The realisation that she was the same Miranda Jacobs, the up-and-coming ballerina who had been lauded by the press and critics alike but had been forced to retire four years ago, following that aborted performance as Odette in Swan Lake, now explained so much about her.
That recognition Darius had when he looked at her, for one thing.
Her natural, almost ethereal slenderness, for another.
That fluidity of grace she possessed, just walking across a room. A gracefulness that was apparent in everything she did. Sitting, crossing her ankles, or lifting her champagne glass to her lips.
Everything about this woman was innately graceful.
Even the pained vulnerability he could now see in her eyes.
He had touched on a subject that so obviously caused her immense pain and distress.
Not surprising, when just four short years ago Miranda Jacobs had been called the Margot Fonteyn of her age. She had been an absolute joy to watch that night, mesmerisingly so. And that hadn’t been just Darius’s opinion, but also that of all the reviewers and the newspapers the following day as the headlines had delivered the news of the terrible accident on stage that might possibly mark the end of such a young and promising career.

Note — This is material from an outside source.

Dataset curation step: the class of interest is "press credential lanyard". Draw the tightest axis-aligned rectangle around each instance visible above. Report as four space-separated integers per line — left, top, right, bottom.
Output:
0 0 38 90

That had been the end to Miranda Jacobs’s career as a professional ballet dancer; those same newspapers had reported just days later that her injuries were so extensive she would never dance professionally again.

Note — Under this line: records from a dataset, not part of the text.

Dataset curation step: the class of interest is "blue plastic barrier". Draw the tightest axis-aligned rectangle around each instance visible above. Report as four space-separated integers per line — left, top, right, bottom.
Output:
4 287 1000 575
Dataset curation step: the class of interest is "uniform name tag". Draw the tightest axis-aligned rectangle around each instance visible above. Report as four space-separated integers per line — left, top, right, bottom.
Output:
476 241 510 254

Well, that might be true professionally...
Darius stood up abruptly before moving round the table and exerting a light pressure on Miranda’s wrist as he pulled her to her feet beside him. ‘Let’s dance.’
Her expression was panicked as she pulled against that hold on her wrist. ‘No.’
Darius stilled. ‘Is there any medical reason that says you can’t do a slow dance?’
Her eyes flashed
a glittering emerald. ‘I’m not a cripple, Mr Sterne, I’m just no longer capable of dancing in a professional capacity.’
‘Then let’s go.’ His tone brooked no argument as he released her hand to instead place his arm firmly about the slenderness of her waist, holding her possessively into his side as he strode towards the dance floor, deliberately catching the eye of the DJ and giving the other man a barely perceptible nod of his head as he did so.
Mere seconds later the tempo of the music changed to a slow love song.
‘That was convenient,’ Miranda bit out abruptly as the two of them stepped onto the dance floor.
‘No, actually, it was deliberate,’ Darius dismissed unapologetically; he wanted this woman in his arms, and he wasn’t about to pretend otherwise.
She gave a protesting shake of her head, the straight curtain of her hair moving about her shoulders as she placed her hands against his chest, with the obvious intention of pushing him away. ‘I really don’t want to dance.’
‘Liar,’ Darius stated arrogantly as he refused to release her; he had felt the increase of the pulse in her wrist, and his arms about her waist now allowed him to feel the fluttering of excitement that ran through the whole of her body. Very like that of a caged and wounded bird longing to be set free.
Damn it, he was starting to sound poetic again!
If nothing else, his mother’s distant behaviour towards him these past twenty years had taught him that women were fickle and cold and not to be trusted with his feelings.
Nor did he become involved, in any way, with women who were complicated, or wounded, as Miranda Jacobs so obviously was. He carried around enough emotional baggage, the rest of his family’s as well as his own, without taking on someone else’s. Hell, he didn’t become involved with women at all, except in the bedroom, and even then only on a purely sexual basis. Just a scratch to his itch.